Last week we took delivery of 500 piglets from a farm in Fife.  The pigs are raised to RSPCA Freedom Food and Quality Meat Scotland Standards and are routinely audited for health and welfare.  Reared on deep straw they are happy, healthy pigs and are raised to an antibiotic free status.  Giving animals under our care a decent life, whilst delivering a product demanded by the market is a challenging but satisfying job. It’s with great pride that I can say that British farmers are some of the best in the world at producing high quality, high welfare and safe food.

These pigs arrive at about 5kg and will stay with us for five months when they will weigh approximately 110kg.  The pigs belong to a large national pig producer which breeds, fattens and processes around 45,000 pigs each week.  This may seem a large number of pigs but when supplying supermarkets with millions of consumers the scale is understandable.  This “Bed and Breakfast” arrangement - where we look after someone else’s pigs - provides us with steady income and a good supply of manure for our crops! 


Farmers are renowned for not believing in holidays and time off (ask my wife!). A day away from the business can be difficult to justify when you are busy, but the Royal Highland Show is an event that is well worth downing tools for.  The four-day event is not only a showcase for the rural sectors but a place where town meets country and we learn from each other as suppliers, customers, custodians and users.  The Thursday and Friday are the business end of the show with many meetings, debates and conferences to attend.  Deals are done and business networking is to the fore.  For farmers, it is also a social highlight of the year where friends and colleagues mingle in what can otherwise be a secluded way of life.  Around 190,000 visitors visit the show each year, demonstrating how successful the show is and hopefully the majority leave with a sense of the vibrant, diverse and professional industries the Scottish rural sector encompasses. Apart from anything else, there’s big machines to drool over.

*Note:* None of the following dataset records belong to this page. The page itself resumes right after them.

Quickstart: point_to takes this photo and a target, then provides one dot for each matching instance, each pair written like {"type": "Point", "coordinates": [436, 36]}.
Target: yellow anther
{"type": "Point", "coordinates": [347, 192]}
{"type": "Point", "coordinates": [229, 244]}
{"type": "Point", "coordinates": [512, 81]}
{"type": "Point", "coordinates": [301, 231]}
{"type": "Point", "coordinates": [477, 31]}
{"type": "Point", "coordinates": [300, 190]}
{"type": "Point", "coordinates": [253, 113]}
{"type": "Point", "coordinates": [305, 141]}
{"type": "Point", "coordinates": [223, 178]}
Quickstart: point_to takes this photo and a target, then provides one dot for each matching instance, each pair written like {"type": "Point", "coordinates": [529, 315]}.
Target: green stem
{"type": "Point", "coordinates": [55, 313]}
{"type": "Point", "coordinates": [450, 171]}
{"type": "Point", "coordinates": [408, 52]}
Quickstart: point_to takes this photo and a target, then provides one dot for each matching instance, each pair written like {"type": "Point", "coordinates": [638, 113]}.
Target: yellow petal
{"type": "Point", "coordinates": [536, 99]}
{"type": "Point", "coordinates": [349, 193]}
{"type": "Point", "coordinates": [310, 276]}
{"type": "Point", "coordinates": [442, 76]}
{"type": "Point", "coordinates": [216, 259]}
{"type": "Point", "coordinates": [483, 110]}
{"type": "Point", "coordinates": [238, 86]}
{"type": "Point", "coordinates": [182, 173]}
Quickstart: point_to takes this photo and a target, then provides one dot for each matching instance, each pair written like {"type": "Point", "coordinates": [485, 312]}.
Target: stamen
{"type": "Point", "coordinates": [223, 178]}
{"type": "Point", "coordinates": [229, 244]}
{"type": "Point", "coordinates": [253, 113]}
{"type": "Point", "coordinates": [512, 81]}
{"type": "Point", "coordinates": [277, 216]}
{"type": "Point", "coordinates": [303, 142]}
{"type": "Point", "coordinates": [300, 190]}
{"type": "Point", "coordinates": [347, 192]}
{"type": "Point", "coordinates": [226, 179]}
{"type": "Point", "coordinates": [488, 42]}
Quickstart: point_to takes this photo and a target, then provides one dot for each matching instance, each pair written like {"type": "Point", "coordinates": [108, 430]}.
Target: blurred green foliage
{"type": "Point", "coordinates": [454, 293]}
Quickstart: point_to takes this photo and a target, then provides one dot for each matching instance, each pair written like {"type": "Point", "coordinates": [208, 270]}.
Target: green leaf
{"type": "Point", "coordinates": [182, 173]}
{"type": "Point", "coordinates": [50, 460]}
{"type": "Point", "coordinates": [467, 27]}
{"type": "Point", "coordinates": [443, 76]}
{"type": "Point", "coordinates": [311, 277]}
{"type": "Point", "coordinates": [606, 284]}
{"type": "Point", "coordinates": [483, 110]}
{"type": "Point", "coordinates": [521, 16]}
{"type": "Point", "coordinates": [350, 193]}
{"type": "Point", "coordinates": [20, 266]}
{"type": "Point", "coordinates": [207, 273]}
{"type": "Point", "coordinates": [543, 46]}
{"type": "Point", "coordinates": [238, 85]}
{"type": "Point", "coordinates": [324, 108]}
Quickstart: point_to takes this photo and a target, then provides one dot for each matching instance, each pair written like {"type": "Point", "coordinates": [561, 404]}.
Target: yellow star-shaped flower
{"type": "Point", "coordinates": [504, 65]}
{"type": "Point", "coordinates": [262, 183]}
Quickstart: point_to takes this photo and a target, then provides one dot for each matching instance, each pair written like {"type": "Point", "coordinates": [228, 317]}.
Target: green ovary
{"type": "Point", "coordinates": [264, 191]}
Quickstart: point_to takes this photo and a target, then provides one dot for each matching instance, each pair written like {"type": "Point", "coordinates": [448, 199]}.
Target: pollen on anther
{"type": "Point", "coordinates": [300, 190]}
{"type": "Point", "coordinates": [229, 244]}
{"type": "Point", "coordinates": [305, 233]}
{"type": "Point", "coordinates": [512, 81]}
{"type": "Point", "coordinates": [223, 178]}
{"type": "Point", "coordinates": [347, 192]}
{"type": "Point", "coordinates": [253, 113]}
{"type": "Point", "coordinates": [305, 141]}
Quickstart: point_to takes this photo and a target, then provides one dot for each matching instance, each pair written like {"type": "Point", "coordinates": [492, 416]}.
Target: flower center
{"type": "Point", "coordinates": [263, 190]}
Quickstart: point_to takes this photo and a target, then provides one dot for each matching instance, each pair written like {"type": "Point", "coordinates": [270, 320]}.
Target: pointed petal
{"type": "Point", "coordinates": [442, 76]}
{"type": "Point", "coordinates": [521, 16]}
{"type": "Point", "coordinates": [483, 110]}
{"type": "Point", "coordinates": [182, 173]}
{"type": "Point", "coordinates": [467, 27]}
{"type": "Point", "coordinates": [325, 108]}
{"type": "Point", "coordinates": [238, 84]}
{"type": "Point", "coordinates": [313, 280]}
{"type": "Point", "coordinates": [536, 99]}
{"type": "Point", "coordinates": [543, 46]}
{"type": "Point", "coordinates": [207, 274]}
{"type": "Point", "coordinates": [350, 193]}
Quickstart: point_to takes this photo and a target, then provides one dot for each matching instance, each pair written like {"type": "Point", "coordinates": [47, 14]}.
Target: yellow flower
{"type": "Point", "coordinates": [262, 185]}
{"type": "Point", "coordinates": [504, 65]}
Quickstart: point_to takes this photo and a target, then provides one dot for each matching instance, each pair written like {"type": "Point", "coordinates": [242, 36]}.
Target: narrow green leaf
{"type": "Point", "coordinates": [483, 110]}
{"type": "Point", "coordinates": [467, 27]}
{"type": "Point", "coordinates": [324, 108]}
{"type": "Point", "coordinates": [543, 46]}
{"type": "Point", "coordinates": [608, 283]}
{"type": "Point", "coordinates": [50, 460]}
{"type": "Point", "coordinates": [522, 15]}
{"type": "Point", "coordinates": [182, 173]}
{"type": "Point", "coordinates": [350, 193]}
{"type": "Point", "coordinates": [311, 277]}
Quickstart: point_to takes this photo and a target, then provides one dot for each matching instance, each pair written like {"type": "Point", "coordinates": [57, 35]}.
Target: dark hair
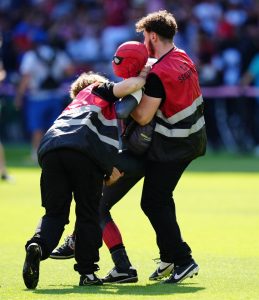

A big day in our farming calendar today as we take delivery of this year’s turkeys.  The day-old chicks arrive straight from the hatchery and for the next four weeks I play mother hen.  Brooding the chicks is a fulltime job but it’s not long before they are ready to fly the nest and start free ranging.  Having the turkeys on farm from day-old right through to Christmas processing is important for us as it gives us 100% control of their rearing and ensures a product of the highest quality.  It also means “food miles” are replaced by “food yards”, a rarity in today’s food supply chain. December is now our busiest month on the farm.  Hand plucking, preparing and marketing 600 turkeys is no mean feat especially as we do it the old-fashioned way to give the ultimate Christmas dinner experience - all about quick cooking and amazing taste.  In the days before Christmas we have a pop-up shop in one of our barns so our customers can pick up their whole Christmas meal from other local suppliers when they collect their turkey with bacon, sausages and stuffings from Puddledub, local farm veg and homemade Christmas puddings. We really value the direct connection with our customers and love being able to provide a special farm-to-fork experience for what is perhaps the most important meal of the year.